ECLI:NL:RBDHA:2024:18991
Rechtbank Den Haag
- Eerste aanleg - enkelvoudig
- Rechtspraak.nl
Beoordeling van het beroep tegen het niet in behandeling nemen van een asielaanvraag op basis van de Dublinverordening
In deze uitspraak beoordeelt de rechtbank het beroep van eiser tegen het niet in behandeling nemen van de aanvraag tot het verlenen van een verblijfsvergunning asiel voor bepaalde tijd. De minister heeft de aanvraag met het bestreden besluit van 5 september 2024 niet in behandeling genomen omdat Zwitserland verantwoordelijk is voor de aanvraag. De rechtbank doet op grond van artikel 8:54 van de Algemene wet bestuursrecht (Awb) uitspraak zonder zitting. Het verzoek van eiser om een voorlopige voorziening te treffen staat geregistreerd onder het zaaknummer NL24.35078, waarop bij afzonderlijke uitspraak wordt beslist.
De rechtbank verklaart het beroep ongegrond, wat betekent dat eiser ongelijk krijgt en het niet in behandeling nemen van zijn aanvraag in stand blijft. De Europese Unie heeft gezamenlijke regelgeving over het in behandeling nemen van asielaanvragen, vastgelegd in de Dublinverordening. Deze verordening stelt dat de minister een asielaanvraag niet in behandeling neemt als is vastgesteld dat een andere lidstaat verantwoordelijk is voor de behandeling daarvan. In dit geval heeft Nederland bij Zwitserland een verzoek om terugname gedaan, dat door Zwitserland is aanvaard.

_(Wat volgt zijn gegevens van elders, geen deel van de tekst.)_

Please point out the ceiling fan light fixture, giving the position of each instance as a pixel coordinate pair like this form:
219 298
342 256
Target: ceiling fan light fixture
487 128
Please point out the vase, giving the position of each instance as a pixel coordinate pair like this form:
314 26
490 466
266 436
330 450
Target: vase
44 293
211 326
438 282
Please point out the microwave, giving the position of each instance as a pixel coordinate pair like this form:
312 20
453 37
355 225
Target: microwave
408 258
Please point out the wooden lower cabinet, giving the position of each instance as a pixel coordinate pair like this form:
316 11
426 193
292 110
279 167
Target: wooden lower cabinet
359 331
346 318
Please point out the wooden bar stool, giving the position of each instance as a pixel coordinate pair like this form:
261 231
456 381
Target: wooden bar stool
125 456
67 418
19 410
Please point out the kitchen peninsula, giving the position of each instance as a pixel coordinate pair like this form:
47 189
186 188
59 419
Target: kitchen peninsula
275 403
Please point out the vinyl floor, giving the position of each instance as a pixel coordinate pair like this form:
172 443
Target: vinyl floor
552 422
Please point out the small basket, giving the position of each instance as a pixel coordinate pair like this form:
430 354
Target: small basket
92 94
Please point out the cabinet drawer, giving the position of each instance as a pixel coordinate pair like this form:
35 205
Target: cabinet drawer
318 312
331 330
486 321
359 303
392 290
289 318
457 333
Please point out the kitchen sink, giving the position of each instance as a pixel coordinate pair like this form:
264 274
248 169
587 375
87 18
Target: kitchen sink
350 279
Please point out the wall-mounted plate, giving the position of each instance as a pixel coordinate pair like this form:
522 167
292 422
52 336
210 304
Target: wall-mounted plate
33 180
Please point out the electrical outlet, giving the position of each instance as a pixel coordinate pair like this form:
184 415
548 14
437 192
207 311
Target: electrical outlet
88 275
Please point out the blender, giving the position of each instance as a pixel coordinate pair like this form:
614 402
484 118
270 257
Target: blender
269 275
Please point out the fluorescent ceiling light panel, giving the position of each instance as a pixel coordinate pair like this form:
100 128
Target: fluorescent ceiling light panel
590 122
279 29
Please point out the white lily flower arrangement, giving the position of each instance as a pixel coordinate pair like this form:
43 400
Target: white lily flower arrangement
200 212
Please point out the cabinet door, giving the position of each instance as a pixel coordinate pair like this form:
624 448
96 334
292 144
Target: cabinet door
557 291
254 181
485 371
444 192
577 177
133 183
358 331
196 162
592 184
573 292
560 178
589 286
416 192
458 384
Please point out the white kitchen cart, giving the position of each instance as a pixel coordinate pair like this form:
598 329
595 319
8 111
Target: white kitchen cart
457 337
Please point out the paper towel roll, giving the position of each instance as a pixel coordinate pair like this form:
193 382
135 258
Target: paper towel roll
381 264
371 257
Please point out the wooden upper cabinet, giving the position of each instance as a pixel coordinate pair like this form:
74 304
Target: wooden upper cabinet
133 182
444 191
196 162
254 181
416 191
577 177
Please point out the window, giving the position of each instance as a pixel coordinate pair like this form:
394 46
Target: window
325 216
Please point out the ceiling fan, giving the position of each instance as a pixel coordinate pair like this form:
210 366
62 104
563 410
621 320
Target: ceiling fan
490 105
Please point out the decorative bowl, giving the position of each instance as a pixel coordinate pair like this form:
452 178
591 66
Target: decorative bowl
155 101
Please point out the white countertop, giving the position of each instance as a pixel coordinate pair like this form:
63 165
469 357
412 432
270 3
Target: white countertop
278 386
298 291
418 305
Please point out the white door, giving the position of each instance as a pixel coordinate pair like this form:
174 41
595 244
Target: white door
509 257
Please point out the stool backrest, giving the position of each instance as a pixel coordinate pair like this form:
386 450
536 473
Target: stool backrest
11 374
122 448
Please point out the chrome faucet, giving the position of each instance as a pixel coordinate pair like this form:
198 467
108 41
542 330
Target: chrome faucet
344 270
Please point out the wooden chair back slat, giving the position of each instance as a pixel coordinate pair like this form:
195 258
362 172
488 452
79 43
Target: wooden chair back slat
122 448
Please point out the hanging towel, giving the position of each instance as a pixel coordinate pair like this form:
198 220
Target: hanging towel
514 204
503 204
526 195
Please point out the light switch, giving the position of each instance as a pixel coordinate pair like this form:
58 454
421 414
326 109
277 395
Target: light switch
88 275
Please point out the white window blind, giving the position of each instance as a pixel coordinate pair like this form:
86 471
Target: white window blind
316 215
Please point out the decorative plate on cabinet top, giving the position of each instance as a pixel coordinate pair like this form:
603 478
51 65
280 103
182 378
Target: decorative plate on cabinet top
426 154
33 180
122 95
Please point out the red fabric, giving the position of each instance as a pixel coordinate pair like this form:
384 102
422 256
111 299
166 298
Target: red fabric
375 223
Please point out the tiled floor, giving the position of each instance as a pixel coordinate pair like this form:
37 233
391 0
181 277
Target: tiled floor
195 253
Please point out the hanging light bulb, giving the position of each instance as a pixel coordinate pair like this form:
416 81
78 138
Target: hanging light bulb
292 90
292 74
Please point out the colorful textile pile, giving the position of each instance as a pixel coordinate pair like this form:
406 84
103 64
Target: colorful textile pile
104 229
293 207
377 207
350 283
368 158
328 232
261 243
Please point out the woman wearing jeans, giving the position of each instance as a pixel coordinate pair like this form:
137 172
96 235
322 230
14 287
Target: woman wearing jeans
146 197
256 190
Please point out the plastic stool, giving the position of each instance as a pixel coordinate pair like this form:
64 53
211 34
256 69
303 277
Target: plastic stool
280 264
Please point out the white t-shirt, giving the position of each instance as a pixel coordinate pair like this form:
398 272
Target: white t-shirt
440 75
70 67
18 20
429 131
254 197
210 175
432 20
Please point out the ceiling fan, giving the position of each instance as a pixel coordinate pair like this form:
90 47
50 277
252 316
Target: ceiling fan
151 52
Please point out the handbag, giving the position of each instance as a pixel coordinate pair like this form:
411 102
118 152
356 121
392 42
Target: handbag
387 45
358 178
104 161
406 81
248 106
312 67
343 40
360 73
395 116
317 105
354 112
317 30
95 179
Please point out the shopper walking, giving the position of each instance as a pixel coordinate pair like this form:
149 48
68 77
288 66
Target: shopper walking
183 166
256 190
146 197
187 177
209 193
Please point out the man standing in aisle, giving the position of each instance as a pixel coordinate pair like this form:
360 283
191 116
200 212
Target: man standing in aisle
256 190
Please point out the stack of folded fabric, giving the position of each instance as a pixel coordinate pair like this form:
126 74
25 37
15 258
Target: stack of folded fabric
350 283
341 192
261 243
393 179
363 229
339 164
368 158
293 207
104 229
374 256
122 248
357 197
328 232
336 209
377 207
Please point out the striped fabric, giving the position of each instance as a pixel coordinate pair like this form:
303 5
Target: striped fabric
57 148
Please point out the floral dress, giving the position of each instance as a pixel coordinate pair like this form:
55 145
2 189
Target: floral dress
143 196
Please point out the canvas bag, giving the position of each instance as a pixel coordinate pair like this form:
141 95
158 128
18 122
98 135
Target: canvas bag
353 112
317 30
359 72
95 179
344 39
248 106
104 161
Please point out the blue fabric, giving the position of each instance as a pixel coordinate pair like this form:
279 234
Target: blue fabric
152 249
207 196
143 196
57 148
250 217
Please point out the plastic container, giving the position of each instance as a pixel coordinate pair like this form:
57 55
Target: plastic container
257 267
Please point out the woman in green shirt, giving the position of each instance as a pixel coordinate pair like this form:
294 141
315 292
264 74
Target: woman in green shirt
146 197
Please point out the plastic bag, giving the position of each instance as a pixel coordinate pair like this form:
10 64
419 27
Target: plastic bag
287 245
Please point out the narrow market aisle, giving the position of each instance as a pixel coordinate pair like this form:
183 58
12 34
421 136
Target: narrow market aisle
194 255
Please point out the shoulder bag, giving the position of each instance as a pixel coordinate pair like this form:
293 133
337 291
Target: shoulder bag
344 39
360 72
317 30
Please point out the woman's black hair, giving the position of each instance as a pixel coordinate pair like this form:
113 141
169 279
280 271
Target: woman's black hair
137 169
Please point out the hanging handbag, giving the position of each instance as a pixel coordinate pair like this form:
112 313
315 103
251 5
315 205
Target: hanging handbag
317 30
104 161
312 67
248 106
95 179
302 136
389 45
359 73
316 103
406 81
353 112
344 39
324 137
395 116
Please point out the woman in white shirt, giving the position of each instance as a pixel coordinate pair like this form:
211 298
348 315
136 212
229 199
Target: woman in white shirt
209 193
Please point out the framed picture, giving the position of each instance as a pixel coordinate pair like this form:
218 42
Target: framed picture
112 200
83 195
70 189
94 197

De rechtbank overweegt dat de algemene stelling van eiser dat de zienswijze als herhaald en ingelast dient te worden beschouwd, onvoldoende is om te worden aangemerkt als een beroepsgrond. Eiser stelt dat hij in Zwitserland niet de adequate opvang heeft gekregen en dat hij onvoldoende is ondersteund in de asielprocedure. De rechtbank concludeert dat eiser niet heeft aangetoond dat er ernstige tekortkomingen zijn in het asiel- en opvangsysteem in Zwitserland, die een reëel risico op schending van zijn rechten met zich meebrengen. De rechtbank oordeelt dat de minister niet verplicht was tot nader onderzoek en dat de beschikking op deze punten afdoende is gemotiveerd. Het beroep is ongegrond en eiser krijgt geen vergoeding van zijn proceskosten.